Guerre anti-état islamique : L’accouchement difficile d’une coalition

La guerre en Syrie et le rôle de l’Iran dans ce combat sont les raisons majeures et indissociables de l’imbroglio. La participation de Téhéran à la coalition est, pour l’instant, exclue. Or il est illusoire de vouloir intervenir et régler les conflits en Syrie et en Irak, dont les djihadistes contrôlent une partie du territoire, sans les Iraniens dans la mesure où ils soutiennent à la fois Damas et Bagdad. D’autant que sur le terrain, l’Iran est très engagé auprès de l’armée irakienne et des milices chiites qui combattent Da’ech. Autant dire que cette organisation a transformé Téhéran et Washington en alliés objectifs, même si l’Iran reste discret sur cette coopération peu orthodoxe.

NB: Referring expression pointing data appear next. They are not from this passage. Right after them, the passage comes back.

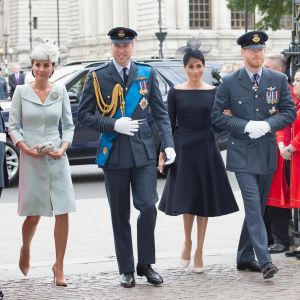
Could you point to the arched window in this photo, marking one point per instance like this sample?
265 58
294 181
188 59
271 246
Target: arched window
200 14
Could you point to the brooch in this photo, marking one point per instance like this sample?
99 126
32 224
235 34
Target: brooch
143 103
54 96
272 110
104 150
272 95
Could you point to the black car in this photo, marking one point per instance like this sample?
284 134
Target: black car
83 150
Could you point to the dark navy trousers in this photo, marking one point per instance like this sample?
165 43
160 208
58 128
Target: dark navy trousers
142 181
253 239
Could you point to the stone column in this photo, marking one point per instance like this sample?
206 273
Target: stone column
221 15
182 14
105 16
120 13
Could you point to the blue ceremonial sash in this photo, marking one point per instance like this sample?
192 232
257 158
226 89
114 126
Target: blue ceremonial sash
132 99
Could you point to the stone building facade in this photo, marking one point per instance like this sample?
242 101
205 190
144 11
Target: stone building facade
82 27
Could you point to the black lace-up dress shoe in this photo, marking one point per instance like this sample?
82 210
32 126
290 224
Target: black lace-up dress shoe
127 280
278 248
152 276
251 265
269 270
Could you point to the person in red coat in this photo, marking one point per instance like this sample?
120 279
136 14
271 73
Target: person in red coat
285 190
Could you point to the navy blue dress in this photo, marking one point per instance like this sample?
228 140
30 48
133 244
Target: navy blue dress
197 182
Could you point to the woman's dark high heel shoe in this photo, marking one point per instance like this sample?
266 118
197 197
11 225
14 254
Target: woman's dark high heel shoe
58 282
24 264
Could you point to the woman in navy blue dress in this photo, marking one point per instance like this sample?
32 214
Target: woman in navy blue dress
197 185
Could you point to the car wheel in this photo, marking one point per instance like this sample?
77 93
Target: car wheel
12 161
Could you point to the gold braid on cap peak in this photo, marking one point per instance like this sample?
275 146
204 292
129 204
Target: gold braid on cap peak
117 96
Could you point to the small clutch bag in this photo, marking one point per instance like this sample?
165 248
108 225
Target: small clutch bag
45 147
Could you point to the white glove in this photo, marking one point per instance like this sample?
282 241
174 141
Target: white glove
256 129
127 126
281 147
171 155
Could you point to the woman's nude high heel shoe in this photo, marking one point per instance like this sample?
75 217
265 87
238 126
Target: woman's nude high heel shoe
198 268
185 262
56 281
24 262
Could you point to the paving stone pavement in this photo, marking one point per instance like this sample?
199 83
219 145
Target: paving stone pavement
217 282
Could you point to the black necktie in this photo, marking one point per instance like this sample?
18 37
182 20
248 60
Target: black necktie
255 79
125 76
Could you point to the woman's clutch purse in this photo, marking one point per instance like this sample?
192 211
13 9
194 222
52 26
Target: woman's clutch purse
44 147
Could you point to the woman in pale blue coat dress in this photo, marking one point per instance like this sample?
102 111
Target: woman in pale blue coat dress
45 185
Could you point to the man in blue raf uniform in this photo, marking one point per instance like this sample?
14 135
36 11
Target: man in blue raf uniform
252 103
120 100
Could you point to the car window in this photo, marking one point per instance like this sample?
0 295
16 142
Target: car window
163 87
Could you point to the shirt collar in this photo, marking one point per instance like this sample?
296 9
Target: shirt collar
120 68
250 74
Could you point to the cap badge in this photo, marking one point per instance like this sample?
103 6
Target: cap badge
121 33
256 38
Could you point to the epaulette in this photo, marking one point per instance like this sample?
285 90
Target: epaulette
104 65
143 64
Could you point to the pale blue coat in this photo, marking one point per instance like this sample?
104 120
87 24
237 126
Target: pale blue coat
45 185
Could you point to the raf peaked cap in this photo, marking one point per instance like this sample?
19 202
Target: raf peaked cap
253 39
122 35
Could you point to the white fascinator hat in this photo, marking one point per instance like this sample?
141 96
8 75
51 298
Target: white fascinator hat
46 50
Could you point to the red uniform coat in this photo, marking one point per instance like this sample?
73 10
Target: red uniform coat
280 194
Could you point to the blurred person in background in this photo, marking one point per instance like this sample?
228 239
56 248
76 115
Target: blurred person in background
17 77
3 87
285 189
3 168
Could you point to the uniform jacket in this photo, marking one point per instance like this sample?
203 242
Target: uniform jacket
3 88
257 156
280 194
13 82
45 185
3 167
127 151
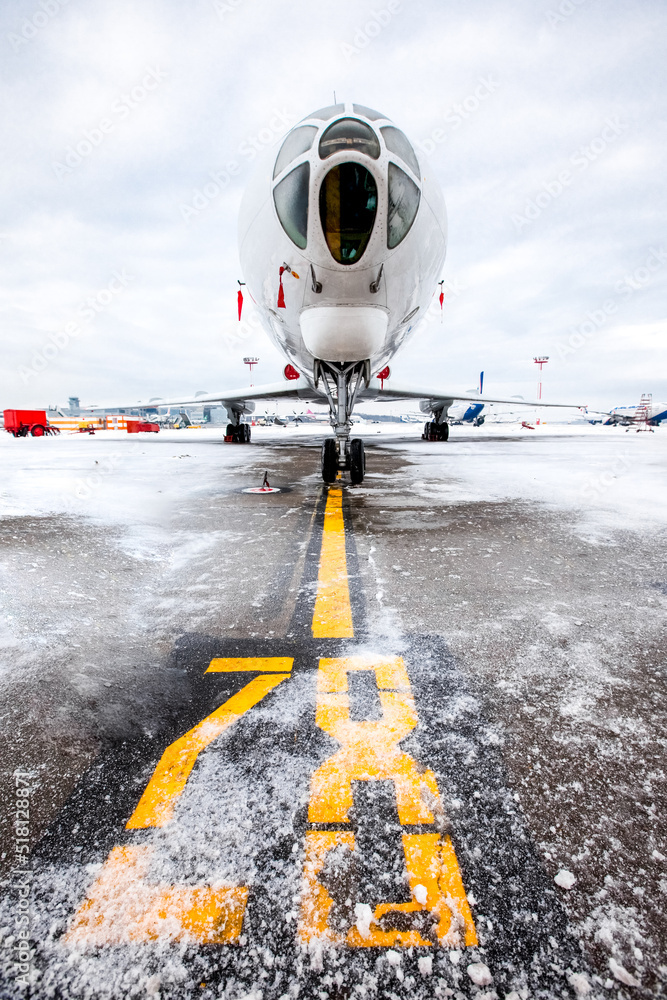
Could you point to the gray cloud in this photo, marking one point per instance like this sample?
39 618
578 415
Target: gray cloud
154 103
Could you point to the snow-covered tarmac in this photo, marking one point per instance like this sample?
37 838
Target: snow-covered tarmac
521 575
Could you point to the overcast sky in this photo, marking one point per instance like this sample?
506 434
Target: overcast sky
544 121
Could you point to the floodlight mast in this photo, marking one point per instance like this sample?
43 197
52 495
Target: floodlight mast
250 362
540 362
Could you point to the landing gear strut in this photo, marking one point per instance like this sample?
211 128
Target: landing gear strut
434 431
238 433
342 382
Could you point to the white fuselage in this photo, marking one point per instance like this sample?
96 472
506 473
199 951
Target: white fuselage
342 311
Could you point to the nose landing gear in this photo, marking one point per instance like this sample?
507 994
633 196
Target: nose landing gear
342 381
435 431
354 460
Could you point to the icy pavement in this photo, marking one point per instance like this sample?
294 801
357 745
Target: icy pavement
521 578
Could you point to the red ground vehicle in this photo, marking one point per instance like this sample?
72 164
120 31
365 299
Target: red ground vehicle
20 423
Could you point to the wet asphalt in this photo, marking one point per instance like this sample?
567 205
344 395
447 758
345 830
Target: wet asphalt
535 646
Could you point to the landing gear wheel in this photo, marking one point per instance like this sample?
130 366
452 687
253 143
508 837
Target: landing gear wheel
329 460
357 461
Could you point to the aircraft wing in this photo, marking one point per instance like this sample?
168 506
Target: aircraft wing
242 400
432 400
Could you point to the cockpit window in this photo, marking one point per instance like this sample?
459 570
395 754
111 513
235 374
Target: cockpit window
348 134
373 116
402 207
348 205
324 114
291 200
298 141
398 144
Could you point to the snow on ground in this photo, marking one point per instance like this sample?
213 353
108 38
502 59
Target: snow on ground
537 556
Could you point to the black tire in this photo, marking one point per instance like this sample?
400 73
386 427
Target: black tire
329 460
357 461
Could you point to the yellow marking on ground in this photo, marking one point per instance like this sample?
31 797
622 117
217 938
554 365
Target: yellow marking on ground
332 618
156 806
390 672
370 752
263 664
431 864
122 907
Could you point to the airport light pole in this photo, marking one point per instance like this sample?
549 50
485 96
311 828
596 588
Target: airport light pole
250 362
540 362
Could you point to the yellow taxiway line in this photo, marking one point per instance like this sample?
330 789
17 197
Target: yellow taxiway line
332 618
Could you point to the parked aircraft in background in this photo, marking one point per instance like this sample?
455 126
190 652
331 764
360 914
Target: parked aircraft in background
646 413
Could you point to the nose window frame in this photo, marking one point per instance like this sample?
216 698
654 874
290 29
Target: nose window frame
349 135
347 223
291 198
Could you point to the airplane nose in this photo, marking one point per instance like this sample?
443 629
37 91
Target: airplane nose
343 333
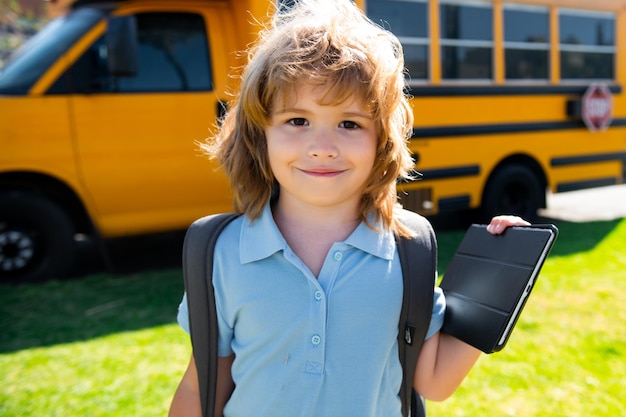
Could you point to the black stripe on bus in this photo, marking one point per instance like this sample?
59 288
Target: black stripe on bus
501 90
447 173
587 159
475 130
582 185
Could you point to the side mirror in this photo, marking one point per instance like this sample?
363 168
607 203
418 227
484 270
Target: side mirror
122 47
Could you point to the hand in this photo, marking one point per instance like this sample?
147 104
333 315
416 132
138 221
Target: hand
499 223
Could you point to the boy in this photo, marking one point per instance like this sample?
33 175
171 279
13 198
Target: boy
308 284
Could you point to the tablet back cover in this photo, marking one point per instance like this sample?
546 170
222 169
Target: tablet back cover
488 281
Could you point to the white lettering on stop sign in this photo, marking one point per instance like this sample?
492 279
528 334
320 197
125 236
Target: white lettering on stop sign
597 107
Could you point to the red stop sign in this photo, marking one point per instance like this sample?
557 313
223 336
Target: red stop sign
597 107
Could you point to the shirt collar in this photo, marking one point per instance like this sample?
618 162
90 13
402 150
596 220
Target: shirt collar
261 238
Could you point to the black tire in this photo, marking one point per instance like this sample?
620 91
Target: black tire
513 189
36 239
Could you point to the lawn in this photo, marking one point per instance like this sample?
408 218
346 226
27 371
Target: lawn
107 345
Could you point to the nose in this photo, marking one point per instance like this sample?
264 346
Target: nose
323 145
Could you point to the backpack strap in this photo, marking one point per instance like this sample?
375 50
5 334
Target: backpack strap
198 248
418 257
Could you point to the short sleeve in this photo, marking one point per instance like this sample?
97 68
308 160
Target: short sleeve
439 310
223 344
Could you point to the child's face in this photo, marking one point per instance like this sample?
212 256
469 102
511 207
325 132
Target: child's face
321 155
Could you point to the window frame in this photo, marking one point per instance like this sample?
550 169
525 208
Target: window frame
468 43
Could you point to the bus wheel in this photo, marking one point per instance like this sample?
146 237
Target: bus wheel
36 239
513 189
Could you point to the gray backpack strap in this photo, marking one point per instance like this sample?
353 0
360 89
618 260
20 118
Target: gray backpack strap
197 273
418 257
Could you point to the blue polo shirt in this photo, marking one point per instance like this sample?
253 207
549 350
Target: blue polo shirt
305 346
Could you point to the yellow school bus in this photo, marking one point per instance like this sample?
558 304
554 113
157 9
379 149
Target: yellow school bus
511 98
100 112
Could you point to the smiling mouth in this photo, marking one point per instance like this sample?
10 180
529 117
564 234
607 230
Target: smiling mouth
322 172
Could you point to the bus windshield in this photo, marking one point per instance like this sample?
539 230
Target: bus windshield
32 59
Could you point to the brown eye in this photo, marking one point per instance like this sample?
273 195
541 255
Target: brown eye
298 121
347 124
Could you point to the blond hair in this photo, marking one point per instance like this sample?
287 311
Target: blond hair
327 43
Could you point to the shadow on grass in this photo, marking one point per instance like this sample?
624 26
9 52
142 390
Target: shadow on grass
147 287
39 315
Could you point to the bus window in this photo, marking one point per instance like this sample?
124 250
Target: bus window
587 45
408 20
526 42
466 40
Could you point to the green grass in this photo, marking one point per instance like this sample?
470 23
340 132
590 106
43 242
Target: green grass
108 345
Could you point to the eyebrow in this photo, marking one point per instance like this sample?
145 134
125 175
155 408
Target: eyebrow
345 114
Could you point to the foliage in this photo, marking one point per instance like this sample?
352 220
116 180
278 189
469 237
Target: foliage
108 345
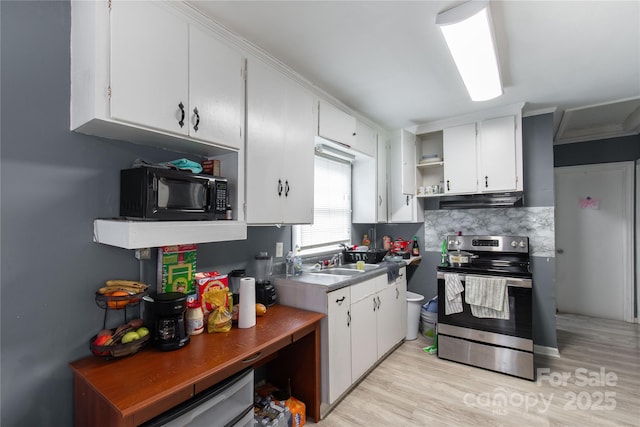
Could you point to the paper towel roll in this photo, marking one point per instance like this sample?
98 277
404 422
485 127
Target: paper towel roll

Le poids de la rivalité irano-saoudienne

Le problème, c’est que l’Arabie Saoudite et les autres États du Golfe refusent de voir Téhéran jouer un rôle central dans ces deux conflits. Cette rivalité entre les puissances sunnites de la région et l’Iran chiite empoisonne l’organisation de la lutte anti-terroriste même si le danger que représente l’État Islamique l’a quelque peu atténuée. La poursuite de la guerre en Syrie et la difficulté d’y trouver une solution acceptable à la fois par les Saoudiens et les Iraniens – Téhéran rejette toute assistance militaire aux rebelles « modérés » - ajoutent à la complexité de la situation. La rivalité saoudo-iranienne explique en tout cas que la participation militaire arabe reste pour l’instant loin de l’engagement qu’on a connu en 1990 lors de l’intervention militaire contre l’Irak de Saddam Hussein après son invasion du Koweit. Soucieux de montrer leur engagement, les États du Golfe multiplient toutefois les déclarations hostiles à l’État islamique et les mesures à son encontre : mise hors la loi de l’organisation, emprisonnement de ses partisans, achèvement par Ryad d’un mur de sécurité ultra sophistiqué long de 900km à sa frontière avec l’Irak…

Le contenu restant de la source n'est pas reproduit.